# What is this algae and how do I get rid of it!?



## BigA.Fishy (3 Jan 2017)

Hi there,

I'm pretty new to all this and have just planted up and cycled my first 180l planted tank. All was going well for the first couple of weeks but I now have this algae coating my plants and my carpet. How do I get rid of it. Its very slimy and easily disintergrates when rubbed between my fingers. 

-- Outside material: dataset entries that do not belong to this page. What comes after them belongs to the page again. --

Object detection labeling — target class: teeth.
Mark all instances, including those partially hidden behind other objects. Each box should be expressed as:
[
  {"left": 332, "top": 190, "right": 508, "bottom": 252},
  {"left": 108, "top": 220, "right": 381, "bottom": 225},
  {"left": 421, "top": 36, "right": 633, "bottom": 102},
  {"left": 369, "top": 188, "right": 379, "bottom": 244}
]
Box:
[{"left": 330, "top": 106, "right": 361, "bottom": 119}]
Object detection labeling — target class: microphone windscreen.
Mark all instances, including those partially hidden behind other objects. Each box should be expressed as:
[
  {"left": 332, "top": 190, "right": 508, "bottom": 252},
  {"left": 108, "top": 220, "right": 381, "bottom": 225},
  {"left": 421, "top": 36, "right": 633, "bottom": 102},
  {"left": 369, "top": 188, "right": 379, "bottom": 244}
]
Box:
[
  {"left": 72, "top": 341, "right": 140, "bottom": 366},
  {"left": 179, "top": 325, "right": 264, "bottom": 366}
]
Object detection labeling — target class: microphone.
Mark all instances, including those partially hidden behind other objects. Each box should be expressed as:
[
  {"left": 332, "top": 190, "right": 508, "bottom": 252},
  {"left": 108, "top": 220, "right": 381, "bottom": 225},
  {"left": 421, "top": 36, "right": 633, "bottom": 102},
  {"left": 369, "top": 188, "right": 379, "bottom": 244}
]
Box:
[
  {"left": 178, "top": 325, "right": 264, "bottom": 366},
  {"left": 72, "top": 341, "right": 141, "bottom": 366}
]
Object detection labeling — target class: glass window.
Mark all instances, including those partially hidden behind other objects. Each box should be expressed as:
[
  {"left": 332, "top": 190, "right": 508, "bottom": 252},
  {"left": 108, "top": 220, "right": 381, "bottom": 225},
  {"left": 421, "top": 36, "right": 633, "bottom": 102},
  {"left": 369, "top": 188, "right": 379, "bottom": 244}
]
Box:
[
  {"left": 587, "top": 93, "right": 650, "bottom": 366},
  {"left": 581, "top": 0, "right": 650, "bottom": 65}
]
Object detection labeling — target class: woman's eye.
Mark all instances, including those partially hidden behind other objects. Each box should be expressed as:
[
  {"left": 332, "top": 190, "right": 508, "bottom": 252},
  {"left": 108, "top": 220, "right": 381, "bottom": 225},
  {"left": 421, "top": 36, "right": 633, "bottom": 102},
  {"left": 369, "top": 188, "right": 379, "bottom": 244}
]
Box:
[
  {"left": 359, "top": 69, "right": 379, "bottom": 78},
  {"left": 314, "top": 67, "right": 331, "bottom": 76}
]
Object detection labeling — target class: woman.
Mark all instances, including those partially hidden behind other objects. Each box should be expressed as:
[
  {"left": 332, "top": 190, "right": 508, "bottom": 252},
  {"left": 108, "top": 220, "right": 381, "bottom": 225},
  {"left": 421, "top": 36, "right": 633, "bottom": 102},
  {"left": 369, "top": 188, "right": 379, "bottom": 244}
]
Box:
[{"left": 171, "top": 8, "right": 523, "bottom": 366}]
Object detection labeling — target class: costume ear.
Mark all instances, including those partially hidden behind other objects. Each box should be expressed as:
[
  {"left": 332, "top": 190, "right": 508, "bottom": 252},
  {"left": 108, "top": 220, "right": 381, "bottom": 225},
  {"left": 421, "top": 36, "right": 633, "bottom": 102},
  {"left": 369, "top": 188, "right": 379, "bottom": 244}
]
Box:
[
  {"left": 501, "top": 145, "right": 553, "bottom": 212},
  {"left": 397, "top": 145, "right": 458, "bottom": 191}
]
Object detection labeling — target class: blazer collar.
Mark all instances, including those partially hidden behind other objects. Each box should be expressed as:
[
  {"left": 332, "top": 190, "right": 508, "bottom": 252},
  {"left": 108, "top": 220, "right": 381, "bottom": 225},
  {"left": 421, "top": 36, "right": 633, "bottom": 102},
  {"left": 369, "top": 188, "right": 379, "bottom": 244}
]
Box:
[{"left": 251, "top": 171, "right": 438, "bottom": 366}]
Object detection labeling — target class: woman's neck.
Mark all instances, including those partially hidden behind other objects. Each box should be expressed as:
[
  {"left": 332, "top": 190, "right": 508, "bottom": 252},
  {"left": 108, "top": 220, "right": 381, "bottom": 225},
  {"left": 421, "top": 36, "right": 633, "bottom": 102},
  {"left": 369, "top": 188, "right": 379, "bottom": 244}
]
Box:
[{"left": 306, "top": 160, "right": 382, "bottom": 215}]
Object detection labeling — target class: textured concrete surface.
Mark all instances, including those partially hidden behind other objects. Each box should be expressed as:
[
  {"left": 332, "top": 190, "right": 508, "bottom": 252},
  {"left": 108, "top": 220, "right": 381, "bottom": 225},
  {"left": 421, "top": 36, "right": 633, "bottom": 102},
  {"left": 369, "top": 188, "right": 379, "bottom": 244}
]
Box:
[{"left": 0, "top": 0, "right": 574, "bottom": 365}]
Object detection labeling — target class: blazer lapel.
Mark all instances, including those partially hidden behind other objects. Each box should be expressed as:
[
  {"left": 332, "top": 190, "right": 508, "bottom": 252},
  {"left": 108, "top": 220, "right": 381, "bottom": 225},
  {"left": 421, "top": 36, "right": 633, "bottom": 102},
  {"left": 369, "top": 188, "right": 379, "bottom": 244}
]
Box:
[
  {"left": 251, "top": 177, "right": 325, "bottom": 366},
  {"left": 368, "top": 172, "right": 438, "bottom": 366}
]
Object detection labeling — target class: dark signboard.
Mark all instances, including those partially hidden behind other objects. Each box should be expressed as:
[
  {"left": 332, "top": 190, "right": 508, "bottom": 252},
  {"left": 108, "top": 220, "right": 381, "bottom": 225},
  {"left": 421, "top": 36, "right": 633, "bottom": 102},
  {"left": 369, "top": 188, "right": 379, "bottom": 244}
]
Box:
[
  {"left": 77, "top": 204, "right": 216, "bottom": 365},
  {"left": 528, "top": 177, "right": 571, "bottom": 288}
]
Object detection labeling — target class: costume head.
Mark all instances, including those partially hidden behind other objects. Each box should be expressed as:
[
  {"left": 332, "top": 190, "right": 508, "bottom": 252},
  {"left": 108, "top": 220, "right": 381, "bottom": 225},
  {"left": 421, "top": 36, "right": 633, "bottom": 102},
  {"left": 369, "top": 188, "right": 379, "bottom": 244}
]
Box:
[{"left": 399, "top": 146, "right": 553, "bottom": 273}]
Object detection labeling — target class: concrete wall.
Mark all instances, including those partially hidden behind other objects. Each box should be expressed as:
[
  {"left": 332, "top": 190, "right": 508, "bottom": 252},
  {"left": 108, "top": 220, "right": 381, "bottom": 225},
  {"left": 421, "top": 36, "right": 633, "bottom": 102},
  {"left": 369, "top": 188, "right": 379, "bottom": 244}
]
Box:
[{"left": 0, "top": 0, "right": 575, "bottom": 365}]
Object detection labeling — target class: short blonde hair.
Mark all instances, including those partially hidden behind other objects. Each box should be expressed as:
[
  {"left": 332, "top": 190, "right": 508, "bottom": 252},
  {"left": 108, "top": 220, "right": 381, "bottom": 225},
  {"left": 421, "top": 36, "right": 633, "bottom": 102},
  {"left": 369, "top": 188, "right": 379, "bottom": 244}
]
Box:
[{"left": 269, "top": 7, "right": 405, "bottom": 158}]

Not sure if its diatoms or a hair algae - please help!

Nitrates are about 20
Nitrites - 0
Ammonia - 0
Phosphate - 0.5

C02 injected and drop checker is green so assume 30ppm ish
Dosing with EI ferts at half doses.

Heres a photo after 4 days growth (I was away over the weekend). Help me get rid of this stuff please!!!

Thanks

A


----------



## GHNelson (3 Jan 2017)

http://www.theplantedtank.co.uk/algae.htm
Could be a combination of Diatoms Brown/Rhizoclonium algae!
Have a quick read of the above....these mostly occur in a New Set-up.
hoggie


----------



## ahjoe0digi (8 Jan 2017)

Don't worry, after fully cycle you put in some critters to deal with them. 

Sent from my MX4 using Tapatalk


----------



## Rabb.D (8 Jan 2017)

brown diatom means there is excess nutrients, let it cycle


----------